Experimental Design Details
The experiment consists of four stages and a post-experimental questionnaire, as described in more detail below.
Stage 1
- Participants play 8 rounds. In each round, they can solve up to 11 math tasks.
- Math tasks are summation exercises with increasing difficulty within a given round, starting from easy (e.g., 2+4) to difficult (e.g., 12+45+32+28)
- The duration of each round is 40 seconds.
- Participants receive 10 points for each correctly solved task.
- If they correctly solve all tasks in less than 40 seconds, they receive a bonus for finishing early (5 points for each remaining second)
Stage 2
- Participants play 8 rounds. In each round, they can solve up to 11 code entry tasks.
- For the code-entry task, participants need to memorize and enter numerical codes that are displayed on their screens.
- Within a given round, the difficulty of codes to be entered decreases, starting from difficult (7-digits) to easy (4-digits)
- The duration of each round is 40 seconds.
- Participants receive 10 points for each correctly solved task.
- If they correctly solve all tasks in less than 40 seconds, they receive a bonus for finishing early (5 points for each remaining second)
Stage 3
- Participants play 5 rounds, in which they can work on, both, the math task and the code entry tasks.
- The difficulties of the math and code entry task are identical to the setup in stage 1 and stage 2, respectively.
- Participants have 40 seconds per round to work on both tasks.

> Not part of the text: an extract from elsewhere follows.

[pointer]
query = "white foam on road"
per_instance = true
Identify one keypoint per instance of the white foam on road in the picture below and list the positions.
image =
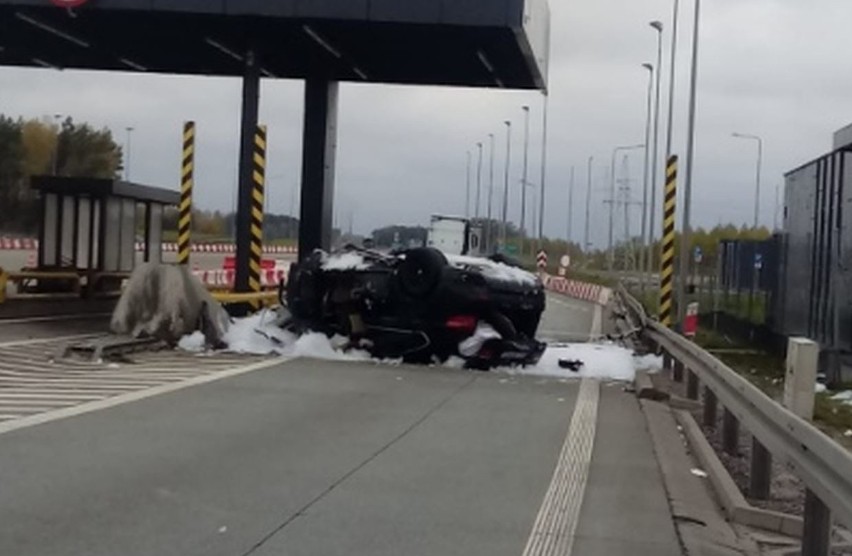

- Participants see one task at a time on their screen and can freely switch between the two tasks during the duration of each round.
- Participants receive 10 points for each correctly solved task.
Stage 4
- Based on participants’ performance in Stage 1 and Stage 2, we estimate for each subject the attention allocation that is expected to maximize their total payoff in a scenario where they work on both tasks.
- We elicit participants’ willingness to pay (WTP) for a tool that informs them on their individually recommended attention allocation and reminds them to switch tasks.
- We elicit WTP via a variant of the DOSE procedure for two different incentive levels.
- After the WTP elicitation, participants are randomly assigned to different treatments. Treatments vary whether participants face a high vs. low incentive level in Stage 4 and whether (i) participants are / are not exposed to the information tool, depending on their WTP, (ii) do not receive information regardless of their WTP, (iii) do receive information regardless of their WTP.
- After randomization into treatments, participants play 5 rounds, in which they can work on, both, the math task and the code entry tasks.
- Participants assigned to the HIGH incentive condition receive 12 points per correctly solved task, participants assigned to the LOW incentive condition receive 10 points per correctly solved task.
Post-experimental questionnaire:
- Participants fill out a short survey with questions on sociodemographic characteristics, subjective perceptions of the information tool from Stage 4 and a 6-item version of the cognitive reflection test.
All rounds of the experiment are paid out to subjects. Points are converted into GBP at an exchange rate of 400 points = 1 GPB. Subjects receive feedback on their earnings and the performance in the different stages only after the final round of the experiment.